Die sich hieraus ergebenden Voraussetzungen für eine ausnahmsweise Beihilfefähigkeit der umstrittenen Aufwendungen liegen nicht vor. Es ist zum einen nicht erkennbar, dass nach dem Stand der Wissenschaft die Aussicht, d.h. die begründete Erwartung, auf wissenschaftliche Anerkennung der IgG-Bestimmung bei der hier vorliegenden Indikationslage besteht.
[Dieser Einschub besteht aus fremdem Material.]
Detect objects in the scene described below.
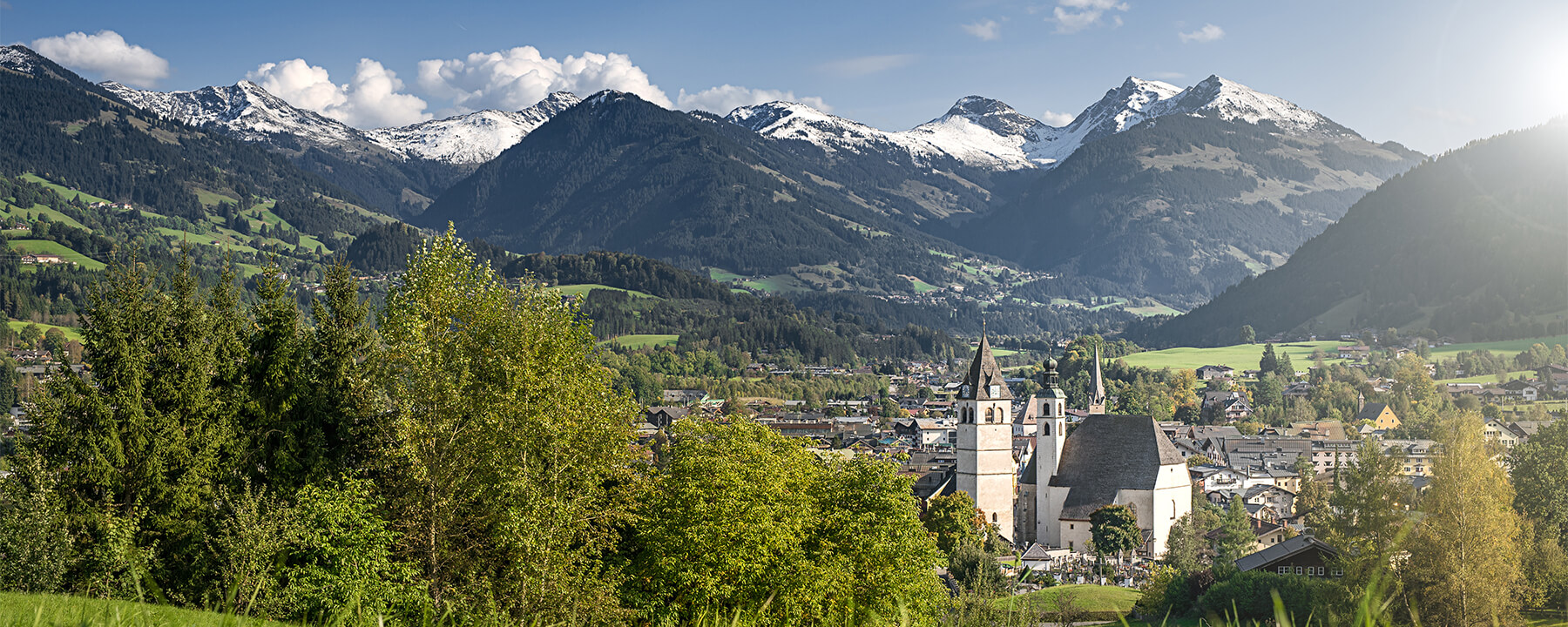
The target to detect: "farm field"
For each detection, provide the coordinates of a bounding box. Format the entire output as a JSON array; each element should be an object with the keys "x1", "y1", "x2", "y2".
[
  {"x1": 599, "y1": 335, "x2": 680, "y2": 348},
  {"x1": 552, "y1": 284, "x2": 660, "y2": 301},
  {"x1": 11, "y1": 239, "x2": 106, "y2": 270},
  {"x1": 6, "y1": 320, "x2": 82, "y2": 341},
  {"x1": 1121, "y1": 341, "x2": 1342, "y2": 373}
]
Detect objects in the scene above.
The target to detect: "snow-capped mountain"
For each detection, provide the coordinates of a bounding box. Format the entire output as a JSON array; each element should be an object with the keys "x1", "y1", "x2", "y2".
[
  {"x1": 98, "y1": 80, "x2": 365, "y2": 145},
  {"x1": 1149, "y1": 75, "x2": 1348, "y2": 135},
  {"x1": 725, "y1": 100, "x2": 945, "y2": 161},
  {"x1": 365, "y1": 91, "x2": 582, "y2": 165},
  {"x1": 726, "y1": 77, "x2": 1344, "y2": 169}
]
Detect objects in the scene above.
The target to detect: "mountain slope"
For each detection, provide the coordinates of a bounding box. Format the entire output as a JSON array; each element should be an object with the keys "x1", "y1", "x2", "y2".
[
  {"x1": 943, "y1": 107, "x2": 1421, "y2": 309},
  {"x1": 417, "y1": 91, "x2": 972, "y2": 288},
  {"x1": 0, "y1": 45, "x2": 357, "y2": 219},
  {"x1": 1146, "y1": 119, "x2": 1568, "y2": 345},
  {"x1": 102, "y1": 80, "x2": 472, "y2": 215},
  {"x1": 365, "y1": 91, "x2": 582, "y2": 166}
]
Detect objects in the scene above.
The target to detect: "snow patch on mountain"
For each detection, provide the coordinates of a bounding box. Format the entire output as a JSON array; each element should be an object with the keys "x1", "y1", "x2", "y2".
[
  {"x1": 0, "y1": 44, "x2": 36, "y2": 74},
  {"x1": 98, "y1": 80, "x2": 364, "y2": 145},
  {"x1": 726, "y1": 77, "x2": 1344, "y2": 169},
  {"x1": 365, "y1": 91, "x2": 582, "y2": 165}
]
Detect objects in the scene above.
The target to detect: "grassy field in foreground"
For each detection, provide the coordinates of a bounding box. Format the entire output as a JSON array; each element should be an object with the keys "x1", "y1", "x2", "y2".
[
  {"x1": 1121, "y1": 341, "x2": 1341, "y2": 373},
  {"x1": 0, "y1": 592, "x2": 287, "y2": 627},
  {"x1": 996, "y1": 583, "x2": 1139, "y2": 613},
  {"x1": 600, "y1": 335, "x2": 680, "y2": 348}
]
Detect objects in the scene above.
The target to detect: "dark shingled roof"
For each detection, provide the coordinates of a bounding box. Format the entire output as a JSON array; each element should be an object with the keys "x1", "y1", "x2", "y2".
[
  {"x1": 1235, "y1": 536, "x2": 1339, "y2": 570},
  {"x1": 1350, "y1": 403, "x2": 1388, "y2": 423},
  {"x1": 1051, "y1": 414, "x2": 1186, "y2": 521},
  {"x1": 958, "y1": 335, "x2": 1013, "y2": 401}
]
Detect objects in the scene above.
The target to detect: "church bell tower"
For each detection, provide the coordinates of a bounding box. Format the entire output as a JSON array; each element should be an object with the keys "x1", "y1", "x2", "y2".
[{"x1": 955, "y1": 334, "x2": 1017, "y2": 541}]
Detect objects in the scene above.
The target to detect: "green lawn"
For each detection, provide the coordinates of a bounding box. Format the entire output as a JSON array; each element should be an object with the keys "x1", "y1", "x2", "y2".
[
  {"x1": 0, "y1": 592, "x2": 287, "y2": 627},
  {"x1": 11, "y1": 239, "x2": 106, "y2": 270},
  {"x1": 996, "y1": 583, "x2": 1139, "y2": 615},
  {"x1": 192, "y1": 186, "x2": 240, "y2": 207},
  {"x1": 909, "y1": 278, "x2": 937, "y2": 293},
  {"x1": 1431, "y1": 335, "x2": 1568, "y2": 361},
  {"x1": 1438, "y1": 370, "x2": 1535, "y2": 386},
  {"x1": 555, "y1": 284, "x2": 660, "y2": 300},
  {"x1": 600, "y1": 335, "x2": 680, "y2": 348},
  {"x1": 6, "y1": 320, "x2": 82, "y2": 341},
  {"x1": 22, "y1": 172, "x2": 108, "y2": 204},
  {"x1": 1121, "y1": 341, "x2": 1342, "y2": 373},
  {"x1": 0, "y1": 202, "x2": 92, "y2": 231}
]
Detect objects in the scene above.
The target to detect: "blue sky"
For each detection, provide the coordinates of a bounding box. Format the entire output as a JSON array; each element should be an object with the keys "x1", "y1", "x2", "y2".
[{"x1": 0, "y1": 0, "x2": 1568, "y2": 152}]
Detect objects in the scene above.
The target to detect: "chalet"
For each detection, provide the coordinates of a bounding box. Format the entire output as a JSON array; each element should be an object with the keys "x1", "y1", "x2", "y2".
[
  {"x1": 1235, "y1": 536, "x2": 1344, "y2": 576},
  {"x1": 1482, "y1": 419, "x2": 1523, "y2": 448},
  {"x1": 643, "y1": 408, "x2": 692, "y2": 429},
  {"x1": 662, "y1": 390, "x2": 709, "y2": 406},
  {"x1": 1339, "y1": 345, "x2": 1372, "y2": 361},
  {"x1": 1198, "y1": 365, "x2": 1235, "y2": 381},
  {"x1": 1350, "y1": 403, "x2": 1399, "y2": 431},
  {"x1": 1497, "y1": 380, "x2": 1541, "y2": 403},
  {"x1": 1284, "y1": 381, "x2": 1315, "y2": 398},
  {"x1": 22, "y1": 253, "x2": 66, "y2": 265}
]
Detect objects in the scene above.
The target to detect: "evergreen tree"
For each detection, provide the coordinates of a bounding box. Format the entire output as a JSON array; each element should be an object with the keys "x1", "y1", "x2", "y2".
[
  {"x1": 378, "y1": 231, "x2": 639, "y2": 624},
  {"x1": 1321, "y1": 439, "x2": 1408, "y2": 584},
  {"x1": 1402, "y1": 414, "x2": 1521, "y2": 627}
]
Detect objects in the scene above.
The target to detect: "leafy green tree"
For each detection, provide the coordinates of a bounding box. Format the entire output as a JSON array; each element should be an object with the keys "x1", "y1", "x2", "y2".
[
  {"x1": 1400, "y1": 414, "x2": 1523, "y2": 627},
  {"x1": 947, "y1": 539, "x2": 1007, "y2": 597},
  {"x1": 1213, "y1": 496, "x2": 1258, "y2": 570},
  {"x1": 1319, "y1": 439, "x2": 1409, "y2": 584},
  {"x1": 921, "y1": 492, "x2": 990, "y2": 555},
  {"x1": 43, "y1": 326, "x2": 67, "y2": 361},
  {"x1": 623, "y1": 420, "x2": 941, "y2": 624},
  {"x1": 22, "y1": 323, "x2": 44, "y2": 348},
  {"x1": 1509, "y1": 420, "x2": 1568, "y2": 543},
  {"x1": 1088, "y1": 505, "x2": 1143, "y2": 560},
  {"x1": 376, "y1": 229, "x2": 639, "y2": 624}
]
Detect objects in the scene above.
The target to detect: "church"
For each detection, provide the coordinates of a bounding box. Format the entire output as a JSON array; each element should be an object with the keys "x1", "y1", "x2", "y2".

Dass die hier strittige Methode wissenschaftlich nicht endgültig verworfen ist und eine Anerkennung in Zukunft doch in Betracht kommen könnte, genügt nicht, um ausnahmsweise die Beihilfefähigkeit einer wissenschaftlich nicht allgemein anerkannten Untersuchungsmethode zu rechtfertigen. Zum anderen ist nicht dargelegt, dass die Allergien des Klägers und seiner Ehefrau nicht mit anerkannten Untersuchungsverfahren hätten ausgetestet werden können oder eine solche Testung bereits ohne Erfolg eingesetzt worden ist. Der Kläger hat selbst eingeräumt, dass nicht alle Testverfahren durchgeführt worden sind. Insbesondere ist nicht dargelegt, dass die wissenschaftlich anerkannte Allergietestung nach der IgE-Antikörperbestimmung erfolglos durchgeführt worden ist.

26

Die Kostenentscheidung beruht auf § 154 Abs. 1 VwGO. Die Entscheidung über die vorläufige Vollstreckbarkeit folgt aus § 167 VwGO i.V.m. § 708 Nr. 11 ZPO.